The I Promise school is a result of nearly a decade of the I Promise program where students sprinkled across Akron schools participated in the programs. After the opening of the school, the program has a hub that all incoming students of the program will attend.
About 240 students in third and fourth grade who were involved in the I Promise program began classes the same day of the opening and all received a bicycle, uniforms and socks. The school will continue expanding each year as additional classes enter up until grade eight, Stein said, with a specific focus on STEM courses.
The school has longer days than other public schools and provides students with breakfast – which they eat with their teachers – lunch and an after school snack, Stein said. A GED program is also offered to students’ parents who never received their high school diploma to make them more marketable in the work force.
James, who missed 82 days of school as a fourth grader as he and his mother moved often to find a home, said the most important thing is to give kids structure and let them know someone is looking out for them.
“They just want to know that someone cares,” James said to the crowd of more than 1,000. “That’s why we’re doing this today, that’s why we’re going to continue to do things like this.”

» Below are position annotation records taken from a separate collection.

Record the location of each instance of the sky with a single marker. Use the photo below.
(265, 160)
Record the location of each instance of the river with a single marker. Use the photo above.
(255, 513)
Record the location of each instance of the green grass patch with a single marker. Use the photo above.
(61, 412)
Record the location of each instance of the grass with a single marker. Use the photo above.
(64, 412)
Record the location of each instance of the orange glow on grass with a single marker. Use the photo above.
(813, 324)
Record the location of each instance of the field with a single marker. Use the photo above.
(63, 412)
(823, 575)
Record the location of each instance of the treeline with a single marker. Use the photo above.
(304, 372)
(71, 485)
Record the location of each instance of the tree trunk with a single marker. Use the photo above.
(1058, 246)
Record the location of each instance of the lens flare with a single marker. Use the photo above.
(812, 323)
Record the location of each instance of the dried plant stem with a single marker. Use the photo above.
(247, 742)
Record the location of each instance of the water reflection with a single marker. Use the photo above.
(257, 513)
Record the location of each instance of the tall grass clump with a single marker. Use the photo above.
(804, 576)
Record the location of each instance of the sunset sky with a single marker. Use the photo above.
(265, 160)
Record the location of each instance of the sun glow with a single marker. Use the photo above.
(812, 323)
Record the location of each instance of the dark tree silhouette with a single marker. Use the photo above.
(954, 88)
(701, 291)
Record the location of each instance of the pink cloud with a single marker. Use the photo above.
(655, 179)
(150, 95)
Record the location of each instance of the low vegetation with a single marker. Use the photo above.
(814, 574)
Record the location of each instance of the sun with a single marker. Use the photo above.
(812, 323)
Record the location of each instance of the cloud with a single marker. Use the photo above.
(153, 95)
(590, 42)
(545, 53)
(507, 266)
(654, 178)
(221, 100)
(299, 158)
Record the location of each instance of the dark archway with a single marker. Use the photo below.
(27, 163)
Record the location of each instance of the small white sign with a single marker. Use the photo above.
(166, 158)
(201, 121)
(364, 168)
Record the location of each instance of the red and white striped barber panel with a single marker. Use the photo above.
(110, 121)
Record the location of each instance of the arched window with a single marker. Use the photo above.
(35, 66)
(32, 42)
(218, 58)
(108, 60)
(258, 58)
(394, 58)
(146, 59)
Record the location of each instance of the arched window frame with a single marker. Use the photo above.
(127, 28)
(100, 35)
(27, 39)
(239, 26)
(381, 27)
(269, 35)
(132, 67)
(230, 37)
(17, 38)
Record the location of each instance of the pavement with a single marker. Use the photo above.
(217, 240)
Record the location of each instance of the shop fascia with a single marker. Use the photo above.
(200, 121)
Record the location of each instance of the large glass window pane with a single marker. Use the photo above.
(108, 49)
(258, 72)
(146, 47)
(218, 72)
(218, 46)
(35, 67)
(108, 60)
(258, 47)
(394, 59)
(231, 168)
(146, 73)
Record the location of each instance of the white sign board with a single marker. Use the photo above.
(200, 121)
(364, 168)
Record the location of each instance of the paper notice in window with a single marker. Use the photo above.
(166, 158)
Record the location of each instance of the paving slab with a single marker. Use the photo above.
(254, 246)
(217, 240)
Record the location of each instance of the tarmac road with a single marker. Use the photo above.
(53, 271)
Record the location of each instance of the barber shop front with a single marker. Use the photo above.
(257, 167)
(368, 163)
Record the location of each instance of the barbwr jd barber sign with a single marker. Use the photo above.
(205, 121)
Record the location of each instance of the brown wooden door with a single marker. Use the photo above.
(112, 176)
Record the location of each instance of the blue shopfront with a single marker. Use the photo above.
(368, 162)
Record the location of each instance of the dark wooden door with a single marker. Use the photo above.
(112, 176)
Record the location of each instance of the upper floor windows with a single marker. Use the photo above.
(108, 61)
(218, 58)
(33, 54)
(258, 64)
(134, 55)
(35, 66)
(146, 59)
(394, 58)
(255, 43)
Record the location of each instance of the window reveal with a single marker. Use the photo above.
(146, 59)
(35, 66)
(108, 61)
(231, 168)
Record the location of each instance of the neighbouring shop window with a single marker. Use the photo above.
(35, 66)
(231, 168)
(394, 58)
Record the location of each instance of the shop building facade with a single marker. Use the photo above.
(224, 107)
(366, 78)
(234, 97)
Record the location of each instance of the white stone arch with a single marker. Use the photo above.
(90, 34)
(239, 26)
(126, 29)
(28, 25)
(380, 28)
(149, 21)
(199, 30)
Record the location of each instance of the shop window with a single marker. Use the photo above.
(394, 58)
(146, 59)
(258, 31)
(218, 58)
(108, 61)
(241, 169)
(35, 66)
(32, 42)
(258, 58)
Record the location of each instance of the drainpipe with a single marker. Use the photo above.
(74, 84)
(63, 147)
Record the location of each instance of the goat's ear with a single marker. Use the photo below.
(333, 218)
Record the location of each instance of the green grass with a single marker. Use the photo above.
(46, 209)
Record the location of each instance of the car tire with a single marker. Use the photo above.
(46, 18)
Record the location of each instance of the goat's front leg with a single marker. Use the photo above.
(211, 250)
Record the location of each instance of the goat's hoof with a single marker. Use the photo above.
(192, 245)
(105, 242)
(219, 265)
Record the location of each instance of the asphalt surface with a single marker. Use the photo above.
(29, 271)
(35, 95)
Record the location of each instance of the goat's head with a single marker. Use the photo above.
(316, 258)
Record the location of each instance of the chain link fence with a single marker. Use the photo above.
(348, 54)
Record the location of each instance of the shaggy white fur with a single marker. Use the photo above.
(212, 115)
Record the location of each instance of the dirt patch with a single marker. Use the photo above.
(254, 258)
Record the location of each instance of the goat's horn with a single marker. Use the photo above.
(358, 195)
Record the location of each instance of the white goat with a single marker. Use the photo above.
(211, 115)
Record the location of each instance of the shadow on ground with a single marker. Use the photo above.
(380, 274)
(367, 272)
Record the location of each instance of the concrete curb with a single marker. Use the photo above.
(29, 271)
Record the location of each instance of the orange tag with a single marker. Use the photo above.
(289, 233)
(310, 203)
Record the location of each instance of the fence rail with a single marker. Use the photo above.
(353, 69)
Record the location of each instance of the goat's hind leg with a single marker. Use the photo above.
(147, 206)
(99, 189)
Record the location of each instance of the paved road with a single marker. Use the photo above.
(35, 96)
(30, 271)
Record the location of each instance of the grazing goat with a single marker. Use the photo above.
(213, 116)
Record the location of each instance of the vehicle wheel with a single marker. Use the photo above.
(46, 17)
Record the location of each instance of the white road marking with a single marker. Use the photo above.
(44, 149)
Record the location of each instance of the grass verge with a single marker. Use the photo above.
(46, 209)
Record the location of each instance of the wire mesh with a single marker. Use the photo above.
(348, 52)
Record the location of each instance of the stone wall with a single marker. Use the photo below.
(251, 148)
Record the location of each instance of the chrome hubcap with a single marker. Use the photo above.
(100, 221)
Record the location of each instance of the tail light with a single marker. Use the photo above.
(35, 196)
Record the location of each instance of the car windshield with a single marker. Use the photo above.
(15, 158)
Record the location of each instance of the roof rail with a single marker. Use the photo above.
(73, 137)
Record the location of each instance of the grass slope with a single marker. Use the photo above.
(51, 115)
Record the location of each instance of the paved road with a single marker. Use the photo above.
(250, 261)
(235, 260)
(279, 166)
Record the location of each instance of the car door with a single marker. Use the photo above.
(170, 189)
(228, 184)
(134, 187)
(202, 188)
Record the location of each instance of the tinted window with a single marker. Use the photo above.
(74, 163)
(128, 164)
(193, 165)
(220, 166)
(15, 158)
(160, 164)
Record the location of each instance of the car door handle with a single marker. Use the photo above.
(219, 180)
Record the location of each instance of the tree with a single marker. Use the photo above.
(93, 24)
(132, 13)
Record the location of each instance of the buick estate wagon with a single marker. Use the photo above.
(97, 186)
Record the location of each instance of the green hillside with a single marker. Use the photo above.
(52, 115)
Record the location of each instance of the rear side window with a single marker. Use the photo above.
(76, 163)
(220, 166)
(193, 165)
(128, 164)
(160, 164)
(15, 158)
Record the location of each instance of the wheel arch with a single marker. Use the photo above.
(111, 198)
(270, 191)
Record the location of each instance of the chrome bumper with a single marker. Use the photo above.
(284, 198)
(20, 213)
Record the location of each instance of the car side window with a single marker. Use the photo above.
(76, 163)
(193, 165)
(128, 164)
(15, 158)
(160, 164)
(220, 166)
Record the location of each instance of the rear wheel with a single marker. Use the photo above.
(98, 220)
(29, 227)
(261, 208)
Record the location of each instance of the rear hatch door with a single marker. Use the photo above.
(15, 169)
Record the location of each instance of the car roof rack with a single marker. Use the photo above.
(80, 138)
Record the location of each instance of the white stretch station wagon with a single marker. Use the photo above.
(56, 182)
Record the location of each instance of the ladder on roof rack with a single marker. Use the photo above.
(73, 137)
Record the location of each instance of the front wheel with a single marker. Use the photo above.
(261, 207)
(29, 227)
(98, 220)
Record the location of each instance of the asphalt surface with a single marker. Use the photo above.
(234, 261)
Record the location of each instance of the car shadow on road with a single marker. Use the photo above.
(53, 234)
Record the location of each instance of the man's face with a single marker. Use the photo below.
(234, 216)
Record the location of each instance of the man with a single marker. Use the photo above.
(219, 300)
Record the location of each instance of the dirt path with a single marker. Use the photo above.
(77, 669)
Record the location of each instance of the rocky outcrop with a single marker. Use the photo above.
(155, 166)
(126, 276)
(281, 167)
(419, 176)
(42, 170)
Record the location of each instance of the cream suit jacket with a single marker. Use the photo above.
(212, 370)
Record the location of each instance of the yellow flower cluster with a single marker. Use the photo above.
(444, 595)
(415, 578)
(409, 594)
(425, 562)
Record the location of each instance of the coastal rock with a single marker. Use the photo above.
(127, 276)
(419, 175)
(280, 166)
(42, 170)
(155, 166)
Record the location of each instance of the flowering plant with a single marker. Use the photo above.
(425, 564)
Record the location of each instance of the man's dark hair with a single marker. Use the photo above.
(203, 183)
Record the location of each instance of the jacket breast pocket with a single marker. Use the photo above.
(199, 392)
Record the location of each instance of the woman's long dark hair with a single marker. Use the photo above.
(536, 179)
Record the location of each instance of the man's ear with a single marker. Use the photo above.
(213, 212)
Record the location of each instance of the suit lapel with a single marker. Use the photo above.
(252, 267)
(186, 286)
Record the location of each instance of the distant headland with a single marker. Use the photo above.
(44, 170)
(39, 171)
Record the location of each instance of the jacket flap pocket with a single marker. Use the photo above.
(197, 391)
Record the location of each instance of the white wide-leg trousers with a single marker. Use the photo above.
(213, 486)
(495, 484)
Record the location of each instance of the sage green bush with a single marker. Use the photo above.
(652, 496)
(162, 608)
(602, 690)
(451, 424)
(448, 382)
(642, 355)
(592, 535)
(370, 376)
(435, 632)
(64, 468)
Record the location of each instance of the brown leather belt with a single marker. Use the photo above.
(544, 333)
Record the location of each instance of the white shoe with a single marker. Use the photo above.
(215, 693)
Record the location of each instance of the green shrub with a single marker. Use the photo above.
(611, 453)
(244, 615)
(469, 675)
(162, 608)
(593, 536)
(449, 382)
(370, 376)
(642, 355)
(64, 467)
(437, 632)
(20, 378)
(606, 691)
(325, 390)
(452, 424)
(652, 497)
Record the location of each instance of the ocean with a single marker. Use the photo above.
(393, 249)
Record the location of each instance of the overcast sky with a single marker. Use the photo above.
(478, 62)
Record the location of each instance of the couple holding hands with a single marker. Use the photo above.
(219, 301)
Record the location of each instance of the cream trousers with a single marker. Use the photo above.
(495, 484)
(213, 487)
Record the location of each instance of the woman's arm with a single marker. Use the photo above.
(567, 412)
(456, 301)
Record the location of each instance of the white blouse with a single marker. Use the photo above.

The school will incorporate all the tenets of the existing I Promise Network, including learning, self-respect, good health and perseverance. More than 1,300 students across the 32 schools across the Akron district receive support through the I Promise program. Students who finish the program and graduate high school are eligible for a four-year college scholarship from the University of Akron.
The Associated Press contributed to this story.